↻ Lama baca 2 menit ↬

INFORMASI KURANG KOMPLET DAN KENANGAN SAYA.

tagihan PLN

Baru hari ini saya melihat surat tagihan dari PLN. Suatu hal yang sudah lama dilakukan oleh Telkom, operator selular, dan ISP. Bagaimana surat tagihan itu? Terinci — lebih komplet daripada tagihan via SMS. Informatif? Tidak.

Saya yakin tidak semua konsumen listrik tahu rincian perhitungan dan rumusnya.
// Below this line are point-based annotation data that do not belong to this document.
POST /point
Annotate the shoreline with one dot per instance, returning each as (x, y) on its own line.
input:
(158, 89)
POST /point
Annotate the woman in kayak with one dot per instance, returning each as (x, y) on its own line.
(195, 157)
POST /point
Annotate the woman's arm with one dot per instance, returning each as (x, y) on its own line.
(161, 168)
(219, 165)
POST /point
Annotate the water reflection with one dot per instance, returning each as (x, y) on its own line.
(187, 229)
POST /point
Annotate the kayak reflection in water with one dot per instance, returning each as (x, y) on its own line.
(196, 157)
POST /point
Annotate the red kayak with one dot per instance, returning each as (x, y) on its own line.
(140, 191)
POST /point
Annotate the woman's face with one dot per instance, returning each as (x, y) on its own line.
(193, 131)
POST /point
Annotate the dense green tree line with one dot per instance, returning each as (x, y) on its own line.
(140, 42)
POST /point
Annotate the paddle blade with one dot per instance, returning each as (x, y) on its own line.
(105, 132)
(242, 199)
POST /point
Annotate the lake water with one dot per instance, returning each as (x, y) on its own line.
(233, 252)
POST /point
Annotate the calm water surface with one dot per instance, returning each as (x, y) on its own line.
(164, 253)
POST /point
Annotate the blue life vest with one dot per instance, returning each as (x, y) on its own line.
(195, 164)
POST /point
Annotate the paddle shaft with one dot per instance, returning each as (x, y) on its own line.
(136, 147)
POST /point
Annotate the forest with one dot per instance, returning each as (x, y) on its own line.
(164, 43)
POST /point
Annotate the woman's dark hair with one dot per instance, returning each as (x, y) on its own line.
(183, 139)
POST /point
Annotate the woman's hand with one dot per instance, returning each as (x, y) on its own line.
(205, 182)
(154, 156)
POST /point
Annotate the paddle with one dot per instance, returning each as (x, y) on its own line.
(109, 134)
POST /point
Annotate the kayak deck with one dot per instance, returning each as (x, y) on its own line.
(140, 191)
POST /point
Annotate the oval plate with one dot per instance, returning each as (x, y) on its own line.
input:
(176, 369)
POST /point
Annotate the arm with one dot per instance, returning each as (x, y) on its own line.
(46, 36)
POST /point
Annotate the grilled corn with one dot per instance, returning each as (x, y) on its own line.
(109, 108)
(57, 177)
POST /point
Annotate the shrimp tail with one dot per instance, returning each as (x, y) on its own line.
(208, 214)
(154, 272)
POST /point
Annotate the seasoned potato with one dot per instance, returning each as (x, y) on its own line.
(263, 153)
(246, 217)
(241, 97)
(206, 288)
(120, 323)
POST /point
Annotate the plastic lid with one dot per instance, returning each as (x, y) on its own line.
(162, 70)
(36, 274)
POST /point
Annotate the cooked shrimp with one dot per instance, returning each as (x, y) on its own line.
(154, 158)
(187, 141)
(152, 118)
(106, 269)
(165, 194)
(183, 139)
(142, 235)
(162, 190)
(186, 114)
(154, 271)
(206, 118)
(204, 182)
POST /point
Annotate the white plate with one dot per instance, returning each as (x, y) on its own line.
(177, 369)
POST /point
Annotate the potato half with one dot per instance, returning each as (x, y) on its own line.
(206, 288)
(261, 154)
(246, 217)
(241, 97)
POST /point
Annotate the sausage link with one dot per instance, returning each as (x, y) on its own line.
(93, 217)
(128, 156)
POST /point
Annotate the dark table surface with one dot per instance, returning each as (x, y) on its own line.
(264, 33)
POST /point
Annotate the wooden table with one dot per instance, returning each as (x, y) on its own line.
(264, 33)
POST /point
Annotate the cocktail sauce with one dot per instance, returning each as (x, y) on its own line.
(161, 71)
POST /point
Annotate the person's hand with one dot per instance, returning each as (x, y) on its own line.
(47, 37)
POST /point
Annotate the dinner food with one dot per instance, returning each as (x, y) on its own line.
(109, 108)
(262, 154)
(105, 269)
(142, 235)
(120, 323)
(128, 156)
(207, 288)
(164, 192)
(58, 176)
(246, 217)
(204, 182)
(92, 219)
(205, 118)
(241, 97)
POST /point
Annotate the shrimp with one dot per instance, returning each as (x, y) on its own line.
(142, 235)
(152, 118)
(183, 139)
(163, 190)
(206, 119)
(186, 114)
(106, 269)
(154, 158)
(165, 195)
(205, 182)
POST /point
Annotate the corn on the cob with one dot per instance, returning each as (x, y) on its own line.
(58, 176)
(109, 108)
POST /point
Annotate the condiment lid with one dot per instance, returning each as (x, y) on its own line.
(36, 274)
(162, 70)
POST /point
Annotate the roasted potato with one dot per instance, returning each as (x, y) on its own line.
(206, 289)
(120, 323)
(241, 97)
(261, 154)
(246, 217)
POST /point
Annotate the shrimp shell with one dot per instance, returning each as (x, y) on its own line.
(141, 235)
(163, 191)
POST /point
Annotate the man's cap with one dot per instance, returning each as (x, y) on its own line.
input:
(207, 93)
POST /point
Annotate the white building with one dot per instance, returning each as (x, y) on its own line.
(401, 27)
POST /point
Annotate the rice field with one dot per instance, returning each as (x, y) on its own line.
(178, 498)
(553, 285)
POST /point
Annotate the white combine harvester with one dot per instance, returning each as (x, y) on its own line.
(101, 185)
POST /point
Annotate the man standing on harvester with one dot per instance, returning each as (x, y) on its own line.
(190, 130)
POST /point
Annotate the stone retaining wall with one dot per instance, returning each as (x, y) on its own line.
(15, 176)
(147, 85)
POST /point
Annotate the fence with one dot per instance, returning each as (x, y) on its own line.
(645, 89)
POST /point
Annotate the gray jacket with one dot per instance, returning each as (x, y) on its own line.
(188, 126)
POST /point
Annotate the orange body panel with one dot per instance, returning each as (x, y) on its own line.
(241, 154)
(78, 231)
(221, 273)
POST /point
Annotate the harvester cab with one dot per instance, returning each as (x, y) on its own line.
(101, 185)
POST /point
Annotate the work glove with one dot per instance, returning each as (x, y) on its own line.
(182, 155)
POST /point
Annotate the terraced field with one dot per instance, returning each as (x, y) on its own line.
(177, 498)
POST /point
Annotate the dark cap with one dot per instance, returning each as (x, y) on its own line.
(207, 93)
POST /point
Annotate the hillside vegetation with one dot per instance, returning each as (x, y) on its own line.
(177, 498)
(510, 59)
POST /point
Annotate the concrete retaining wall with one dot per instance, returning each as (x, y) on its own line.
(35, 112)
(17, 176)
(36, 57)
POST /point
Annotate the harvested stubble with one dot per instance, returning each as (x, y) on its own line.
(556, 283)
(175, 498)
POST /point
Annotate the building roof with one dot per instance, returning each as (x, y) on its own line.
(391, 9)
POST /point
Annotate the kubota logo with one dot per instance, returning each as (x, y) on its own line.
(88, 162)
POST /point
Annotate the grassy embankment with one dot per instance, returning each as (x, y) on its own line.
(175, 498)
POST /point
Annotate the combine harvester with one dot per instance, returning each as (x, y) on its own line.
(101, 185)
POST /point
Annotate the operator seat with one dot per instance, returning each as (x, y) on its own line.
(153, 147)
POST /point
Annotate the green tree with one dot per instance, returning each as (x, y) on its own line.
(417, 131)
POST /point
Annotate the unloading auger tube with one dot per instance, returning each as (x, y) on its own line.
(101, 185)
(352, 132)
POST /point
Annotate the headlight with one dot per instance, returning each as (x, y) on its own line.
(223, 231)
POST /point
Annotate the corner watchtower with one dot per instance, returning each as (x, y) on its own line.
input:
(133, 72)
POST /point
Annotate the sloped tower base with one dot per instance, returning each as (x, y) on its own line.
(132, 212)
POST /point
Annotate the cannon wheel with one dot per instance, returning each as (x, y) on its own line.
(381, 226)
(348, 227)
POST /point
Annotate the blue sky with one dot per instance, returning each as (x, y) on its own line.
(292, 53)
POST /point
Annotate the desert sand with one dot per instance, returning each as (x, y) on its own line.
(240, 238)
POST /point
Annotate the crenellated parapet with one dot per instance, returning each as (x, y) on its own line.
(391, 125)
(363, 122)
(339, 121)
Tidak semuanya mengikuti pemberitaan di koran. Tidak semuanya membuka situs PLN (semoga ada info ini). Tidak semua konsumen sadar bahwa mereka membiayai penerangan jalan umum — sehingga boleh mencak-mencak kalau pemda ingkar kewajiban.

Kalau semua konsumen seperti Dimas Priyadi, yang cermat dan tanggap terhadap segala hitungan, tentu produsen senang. Produsen tak perlu menjadi kamus, sehingga bisa langsung berdiskusi ke pokok persoalan.

Nah, usul saya untuk PLN adalah menjadikan lembar belakang surat tagihan sebagai halaman takarir (glosari). Daftar bank dan sejenisnya bisa dibikin lebih ringkas.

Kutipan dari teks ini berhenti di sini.